Hal tersebut terlihat dari masih maraknya kasus korupsi dalam pengelolaan keuangan desa yang disebabkan oleh lemahnya pemahaman perangkat desa soal tata kelola pemerintahan desa. 

Dalam siaran persnya, Iwan menilai penguatan kapasitas perangkat pemerintahan desa adalah amanat dari UU nomor 6 tahun 2014 tentang Desa, yaitu sebagai bagian dari pembinaan dan pengawasan kepada pemerintah desa dari jajaran pemerintahan diatasnya, yaitu pemerintah pusat, provinsi dan kabupaten/kota. 

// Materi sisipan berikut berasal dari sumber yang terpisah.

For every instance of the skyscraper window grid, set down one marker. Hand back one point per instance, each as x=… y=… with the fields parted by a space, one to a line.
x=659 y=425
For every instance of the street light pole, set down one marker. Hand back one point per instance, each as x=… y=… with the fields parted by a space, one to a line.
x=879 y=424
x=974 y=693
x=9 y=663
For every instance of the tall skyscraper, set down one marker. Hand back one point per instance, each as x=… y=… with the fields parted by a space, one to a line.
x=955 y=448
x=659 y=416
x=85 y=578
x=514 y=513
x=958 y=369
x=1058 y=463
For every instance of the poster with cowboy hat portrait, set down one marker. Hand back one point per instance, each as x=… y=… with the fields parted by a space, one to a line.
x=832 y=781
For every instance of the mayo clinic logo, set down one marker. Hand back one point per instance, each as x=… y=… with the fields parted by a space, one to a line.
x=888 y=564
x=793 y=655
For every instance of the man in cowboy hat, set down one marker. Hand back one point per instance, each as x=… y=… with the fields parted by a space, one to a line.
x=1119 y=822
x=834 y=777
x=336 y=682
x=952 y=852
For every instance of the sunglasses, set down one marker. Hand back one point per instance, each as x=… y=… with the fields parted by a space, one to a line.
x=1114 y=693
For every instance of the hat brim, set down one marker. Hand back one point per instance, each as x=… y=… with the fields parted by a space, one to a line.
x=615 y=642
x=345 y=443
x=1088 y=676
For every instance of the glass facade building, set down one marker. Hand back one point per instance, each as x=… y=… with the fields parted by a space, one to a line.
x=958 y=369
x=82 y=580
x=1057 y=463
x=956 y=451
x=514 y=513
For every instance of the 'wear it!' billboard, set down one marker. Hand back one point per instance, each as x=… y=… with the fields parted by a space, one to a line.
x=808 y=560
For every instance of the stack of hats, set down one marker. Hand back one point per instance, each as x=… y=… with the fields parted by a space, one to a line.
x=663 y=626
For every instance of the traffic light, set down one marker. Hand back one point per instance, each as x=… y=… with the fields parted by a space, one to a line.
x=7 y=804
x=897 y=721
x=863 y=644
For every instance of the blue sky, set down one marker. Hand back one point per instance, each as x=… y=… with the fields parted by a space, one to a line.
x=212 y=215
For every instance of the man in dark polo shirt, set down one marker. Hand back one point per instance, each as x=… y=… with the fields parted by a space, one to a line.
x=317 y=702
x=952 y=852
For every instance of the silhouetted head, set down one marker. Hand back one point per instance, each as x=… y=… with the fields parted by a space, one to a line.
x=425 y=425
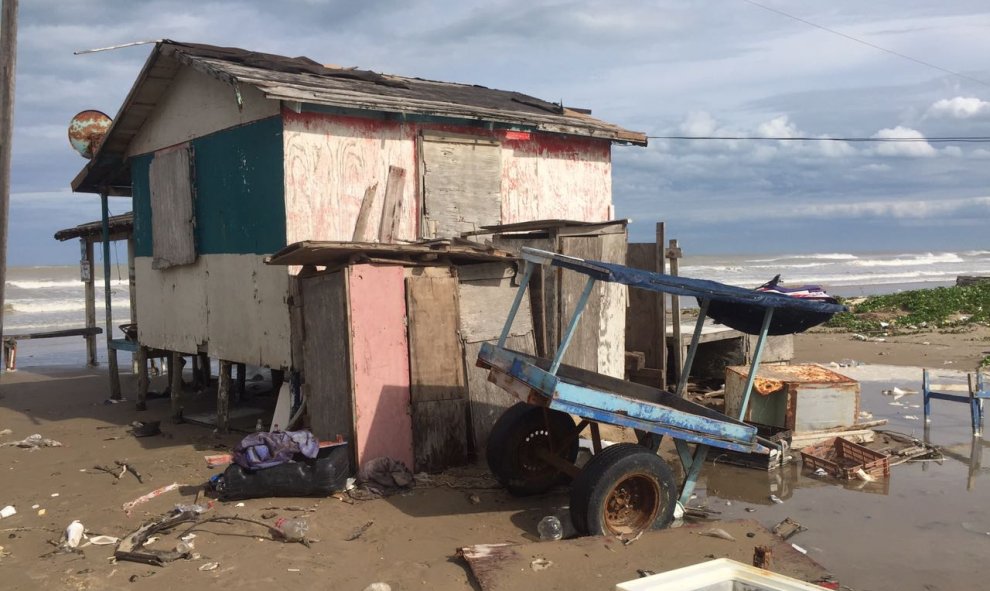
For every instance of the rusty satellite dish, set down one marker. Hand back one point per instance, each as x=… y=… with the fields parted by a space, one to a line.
x=86 y=132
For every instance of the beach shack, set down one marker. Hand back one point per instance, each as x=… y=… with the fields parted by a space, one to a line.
x=230 y=155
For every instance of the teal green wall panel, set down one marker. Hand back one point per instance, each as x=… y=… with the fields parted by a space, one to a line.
x=240 y=191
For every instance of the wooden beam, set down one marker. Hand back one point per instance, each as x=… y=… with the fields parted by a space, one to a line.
x=223 y=398
x=364 y=215
x=175 y=380
x=661 y=267
x=90 y=287
x=391 y=209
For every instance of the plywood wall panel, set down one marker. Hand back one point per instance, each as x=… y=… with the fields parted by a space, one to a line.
x=331 y=161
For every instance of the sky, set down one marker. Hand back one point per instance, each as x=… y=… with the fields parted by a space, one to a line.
x=723 y=68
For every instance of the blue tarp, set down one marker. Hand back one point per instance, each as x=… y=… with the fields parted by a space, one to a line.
x=683 y=286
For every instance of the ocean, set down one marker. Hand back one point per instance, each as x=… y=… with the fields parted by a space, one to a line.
x=51 y=298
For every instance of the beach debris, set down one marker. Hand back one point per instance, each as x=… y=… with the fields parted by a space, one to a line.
x=73 y=535
x=146 y=429
x=128 y=506
x=358 y=532
x=763 y=557
x=32 y=442
x=788 y=528
x=717 y=532
x=862 y=475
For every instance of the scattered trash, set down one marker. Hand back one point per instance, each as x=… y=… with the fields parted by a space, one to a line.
x=32 y=442
x=128 y=506
x=788 y=528
x=550 y=528
x=146 y=429
x=293 y=529
x=717 y=532
x=862 y=475
x=73 y=535
x=358 y=532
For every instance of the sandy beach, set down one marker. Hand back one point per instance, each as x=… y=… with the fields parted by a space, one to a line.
x=923 y=532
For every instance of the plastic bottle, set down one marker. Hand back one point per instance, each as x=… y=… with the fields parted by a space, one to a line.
x=550 y=528
x=293 y=529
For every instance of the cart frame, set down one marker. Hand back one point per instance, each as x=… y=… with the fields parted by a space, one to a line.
x=542 y=383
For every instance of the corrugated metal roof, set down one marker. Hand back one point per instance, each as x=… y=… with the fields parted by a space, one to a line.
x=121 y=226
x=302 y=80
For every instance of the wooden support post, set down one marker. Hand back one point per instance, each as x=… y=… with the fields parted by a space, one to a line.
x=223 y=398
x=111 y=352
x=89 y=281
x=674 y=253
x=142 y=370
x=132 y=294
x=175 y=380
x=241 y=379
x=661 y=267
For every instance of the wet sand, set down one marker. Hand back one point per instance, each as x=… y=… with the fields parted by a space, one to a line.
x=925 y=530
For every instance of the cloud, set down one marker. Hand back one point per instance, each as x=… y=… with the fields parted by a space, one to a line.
x=959 y=108
x=916 y=148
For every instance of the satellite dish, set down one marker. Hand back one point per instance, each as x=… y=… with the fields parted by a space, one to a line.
x=86 y=132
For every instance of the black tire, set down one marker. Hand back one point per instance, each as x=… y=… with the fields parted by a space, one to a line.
x=624 y=489
x=512 y=445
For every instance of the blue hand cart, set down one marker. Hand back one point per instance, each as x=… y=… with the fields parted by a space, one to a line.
x=626 y=487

“penguatan kapasitas perangkat pemerintahan desa adalah keharusan, karena saat ini semakin banyak berbagai program untuk desa baik dari Kemendes PDTT, Kemendagri dan Kementerian/Lembaga lainnya. Banyaknya program tersebut sayangnya tidak diikuti oleh program penguatan kapasitas bagi perangkat desa secara berkelanjutan, sehingga saya meragukan target dari program–program tersebut akan tercapai. Misalnya saja ya, Kemendes PDTT punya program pengentasan kemiskinan ekstrem di desa mencapai 0 persen pada 2024. Hal ini akan sulit tercapai kalau perangkat desanya tidak dibekali oleh pemahaman tentang pelayanan publik, penyusunan APBDes yang pro warga miskin, dan tata kelola pemerintahan desa yang transparan dan akuntabel”, tegas Iwan. 

Iwan memaklumi dalam 2 tahun terakhir ini pemerintahan Jokowi–Ma’ruf belum maksimal dalam memperkuat kapasitas perangkat desa lantaran dihantam oleh pandemi Covid–19. 

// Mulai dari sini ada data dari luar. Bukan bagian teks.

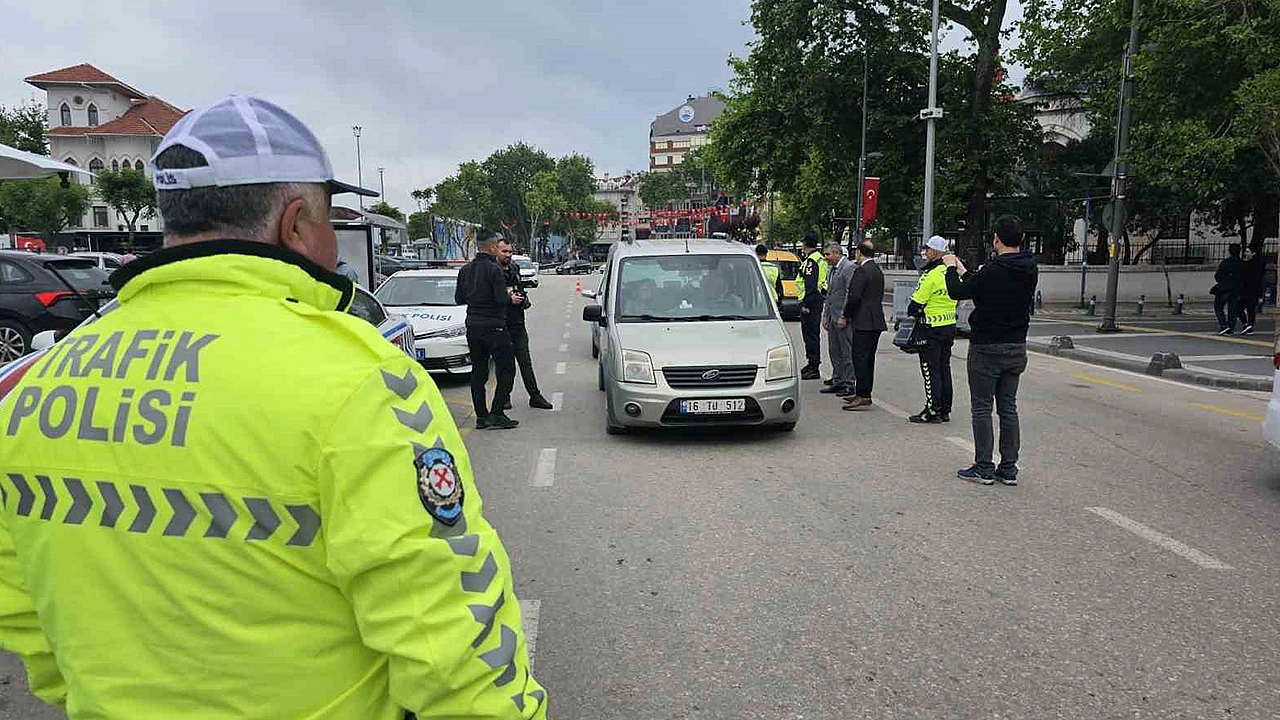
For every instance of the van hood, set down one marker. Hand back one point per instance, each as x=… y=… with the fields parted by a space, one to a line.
x=430 y=318
x=736 y=342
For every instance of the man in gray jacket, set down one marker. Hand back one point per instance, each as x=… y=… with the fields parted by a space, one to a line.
x=840 y=340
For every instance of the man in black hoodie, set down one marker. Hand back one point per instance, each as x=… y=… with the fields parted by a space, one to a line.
x=1001 y=292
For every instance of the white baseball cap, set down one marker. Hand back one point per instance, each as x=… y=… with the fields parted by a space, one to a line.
x=247 y=141
x=937 y=242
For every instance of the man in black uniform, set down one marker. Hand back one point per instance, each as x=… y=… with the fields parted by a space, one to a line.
x=810 y=308
x=520 y=333
x=483 y=288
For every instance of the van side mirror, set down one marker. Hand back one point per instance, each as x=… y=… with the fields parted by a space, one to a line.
x=594 y=314
x=44 y=340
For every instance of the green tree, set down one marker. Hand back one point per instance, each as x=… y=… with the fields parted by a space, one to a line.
x=42 y=205
x=658 y=190
x=419 y=226
x=131 y=194
x=23 y=127
x=1202 y=77
x=383 y=208
x=543 y=201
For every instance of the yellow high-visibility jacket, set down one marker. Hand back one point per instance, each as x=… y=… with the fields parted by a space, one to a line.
x=229 y=500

Namun demikian, Iwan melanjutkan, untuk tiga tahun kedepan ini Presiden Jokowi harus memerintahkan Kementerian Dalam Negeri (Kemendagri) menyiapkan program penguatan kapasitas pemerintahan desa terutama bagi Perangkat Pemerintah Desa dan Badan Permusyawaratan Desa (BPD). 

“Tahun 2022 sebaiknya ada lagi ya program penguatan kapasitas penguatan desa yang didanai oleh APBN dan dikomandoi oleh Kemendagri sampai 2024. Dengan begitu saya optimis pemerintahan Jokowi–Ma’ruf akan mencapai targetnya dalam membangun dari pinggiran pada 2024 yang akan datang”, ungkap Iwan. (*)

 

Kominfo Depinas SOKSI 2021. 

 

Oleh : Jay : Sumber Iwan Soelasno - Ketua Bidang Desa Depinas Soksi, 2021-10-26.